Dando-Collins, Stephen. Legions of Rome: The Definitive History of Every Imperial Roman Legion. New York: St. Martin’s 2010.
I’ve had my eye on this book for a long, long time. As early as high school, I’d noticed this cover on the shelves at my local Barnes & Noble, the grim visage of a Roman legionnaire staring out at me. It was enough to make this amateur ancient historian’s knees week: a history of every individual Roman legion? Sign me up! Other things always seemed more pressing, however, especially considering Legions of Rome’s price tag, but I finally nabbed it this past summer and eagerly devoured it, page by oversized page. In so doing, I discovered a book that was both more than and exactly what I’d expected.
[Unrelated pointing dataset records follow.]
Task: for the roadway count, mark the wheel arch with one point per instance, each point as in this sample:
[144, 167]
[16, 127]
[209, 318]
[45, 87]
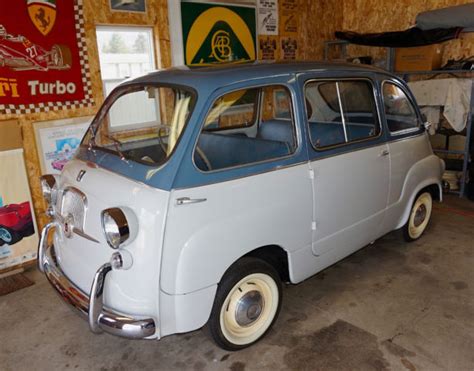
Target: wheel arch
[433, 186]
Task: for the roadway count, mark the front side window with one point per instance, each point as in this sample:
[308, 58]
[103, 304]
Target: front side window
[253, 125]
[143, 124]
[399, 111]
[340, 112]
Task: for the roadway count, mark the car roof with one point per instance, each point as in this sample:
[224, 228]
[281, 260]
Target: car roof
[226, 74]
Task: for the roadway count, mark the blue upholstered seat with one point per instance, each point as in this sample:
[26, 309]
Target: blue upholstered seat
[279, 130]
[224, 151]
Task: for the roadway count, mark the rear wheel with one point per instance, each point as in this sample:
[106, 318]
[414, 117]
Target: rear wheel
[419, 217]
[247, 303]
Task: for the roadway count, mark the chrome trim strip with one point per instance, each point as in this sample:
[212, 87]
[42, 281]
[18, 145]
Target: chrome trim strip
[43, 244]
[91, 306]
[342, 112]
[96, 300]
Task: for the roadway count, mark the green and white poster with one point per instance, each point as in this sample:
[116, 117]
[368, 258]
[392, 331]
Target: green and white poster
[215, 33]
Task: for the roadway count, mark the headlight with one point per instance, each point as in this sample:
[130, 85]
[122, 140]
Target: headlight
[118, 227]
[48, 188]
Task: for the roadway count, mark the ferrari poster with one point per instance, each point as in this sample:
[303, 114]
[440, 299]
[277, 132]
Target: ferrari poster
[43, 61]
[18, 240]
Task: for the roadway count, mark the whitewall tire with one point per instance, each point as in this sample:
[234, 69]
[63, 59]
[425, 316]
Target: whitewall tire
[419, 218]
[247, 303]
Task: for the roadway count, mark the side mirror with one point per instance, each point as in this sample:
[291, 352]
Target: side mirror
[429, 127]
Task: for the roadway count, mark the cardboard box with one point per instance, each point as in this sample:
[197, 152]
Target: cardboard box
[420, 58]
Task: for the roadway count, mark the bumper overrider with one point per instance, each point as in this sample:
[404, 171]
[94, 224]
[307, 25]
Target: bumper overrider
[90, 306]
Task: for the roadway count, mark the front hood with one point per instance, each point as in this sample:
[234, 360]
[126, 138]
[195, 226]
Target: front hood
[135, 290]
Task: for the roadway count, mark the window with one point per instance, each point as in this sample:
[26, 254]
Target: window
[246, 126]
[160, 125]
[399, 111]
[340, 112]
[124, 52]
[233, 110]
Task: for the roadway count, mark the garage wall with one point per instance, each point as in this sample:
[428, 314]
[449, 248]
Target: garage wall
[390, 15]
[95, 12]
[318, 20]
Legions of Rome is a book unlike any other I’ve before encountered. While its first section is a fairly standard overview of Roman arms, armor, organization, and practices, and its final third a slightly-more-detailed recounting of the campaigns of the high Imperial era, its middle section is what you come for: the history of every individual Imperial legion, complete with date of founding, shield art, astrological sign, famous commanders; you name it, if we can verify it in the sources, it’s in there. The Roman legions after the Marian Reforms of the first century BC constituted arguably the first professional army in history, and it shows in these treatments. One is put in mind of reading the more extensive unit histories of Civil War or First World War regiments, and while in this case we don’t have the words of the soldiers themselves, you can easily imagine the pride or ignominy each legion’s record would have inspired in its members and its enemies.
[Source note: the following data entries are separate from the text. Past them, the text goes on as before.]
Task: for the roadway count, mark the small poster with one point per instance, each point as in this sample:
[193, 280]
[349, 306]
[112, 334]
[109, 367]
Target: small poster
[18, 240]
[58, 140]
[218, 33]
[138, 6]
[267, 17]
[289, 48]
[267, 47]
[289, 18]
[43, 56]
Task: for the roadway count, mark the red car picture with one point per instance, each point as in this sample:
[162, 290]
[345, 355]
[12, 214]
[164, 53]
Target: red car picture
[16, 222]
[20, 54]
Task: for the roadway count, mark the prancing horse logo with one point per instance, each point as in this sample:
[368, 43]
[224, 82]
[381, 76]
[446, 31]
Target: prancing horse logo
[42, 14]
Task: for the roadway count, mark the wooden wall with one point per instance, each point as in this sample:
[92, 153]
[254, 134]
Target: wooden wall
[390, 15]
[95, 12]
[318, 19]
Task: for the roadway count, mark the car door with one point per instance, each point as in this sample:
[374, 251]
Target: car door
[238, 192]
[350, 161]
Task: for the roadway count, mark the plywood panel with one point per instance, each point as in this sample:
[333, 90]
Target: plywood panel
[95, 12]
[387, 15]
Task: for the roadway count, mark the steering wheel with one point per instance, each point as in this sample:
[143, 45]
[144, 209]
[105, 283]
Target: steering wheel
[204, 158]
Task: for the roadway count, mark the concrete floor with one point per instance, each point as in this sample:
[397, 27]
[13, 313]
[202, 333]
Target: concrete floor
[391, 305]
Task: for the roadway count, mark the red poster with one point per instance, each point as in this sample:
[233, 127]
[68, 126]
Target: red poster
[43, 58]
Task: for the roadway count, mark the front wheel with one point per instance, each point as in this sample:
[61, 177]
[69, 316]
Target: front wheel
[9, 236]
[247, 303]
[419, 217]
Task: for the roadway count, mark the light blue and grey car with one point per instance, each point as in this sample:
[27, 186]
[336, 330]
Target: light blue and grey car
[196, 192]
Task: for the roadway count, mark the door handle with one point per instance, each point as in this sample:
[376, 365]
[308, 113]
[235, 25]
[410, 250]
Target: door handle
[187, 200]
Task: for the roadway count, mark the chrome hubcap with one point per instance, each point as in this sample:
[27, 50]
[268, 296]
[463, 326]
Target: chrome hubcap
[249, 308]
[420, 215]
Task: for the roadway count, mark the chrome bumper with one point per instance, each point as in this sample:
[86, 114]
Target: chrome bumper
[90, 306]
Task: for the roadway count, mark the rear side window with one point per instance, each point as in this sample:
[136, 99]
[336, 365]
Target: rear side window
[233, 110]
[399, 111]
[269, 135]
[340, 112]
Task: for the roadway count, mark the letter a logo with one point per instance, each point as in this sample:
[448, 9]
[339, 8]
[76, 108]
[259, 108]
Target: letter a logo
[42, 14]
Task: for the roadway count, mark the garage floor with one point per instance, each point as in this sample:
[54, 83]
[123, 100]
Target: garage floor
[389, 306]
More impressive to me than these unit histories, however, was Dando-Collins’ insight into serious ancient historiography. As alluded to above, Legions of Rome dispels the myth many of its readers, myself included, likely held: that all Roman legionnaire shields sported the twin thunderbolts of the god Jupiter. In fact, these were solely the domain of the Preatorian Guard, but modern authors took it as ubiquitous due to its use on Trajan’s Column (for which Praetorians served as sculpture models). Other fascinating debates include the origins of part of the legions’ numbering system and the fate of the IX Hispana Legion in the north of Britain. This is the kind of history one usually does not encounter in such popular military history, but unfortunately, Dando-Collins attempts to go even further only pull him back in line with his less-than-academic focus. In an audacious bit of logic, Legions of Rome claims that the health of the Empire mirrored the health of its legions, and that Constantine’s Late Antique reforms not only rendered the legions unrecognizable from their Imperial predecessors but also irreversibly compromised their integrity, leading to the ultimate doom of Rome. This claim is something more at home in the historiography of decades or even a century ago. It fails to account for the demographic, social, and economic factors that made those reforms necessary, looking at history with the tunnel vision only old-style military historians can.
Despite some of its erroneous preoccupations, Legions of Rome is on the whole engaging reading for students of the ancient world and military history more generally. It may not say anything particularly new or groundbreaking about its subject matter, but it will certainly illuminate details of Roman history seldom found elsewhere, and perhaps show you a glimpse of the similarities between that bygone empire and our own time.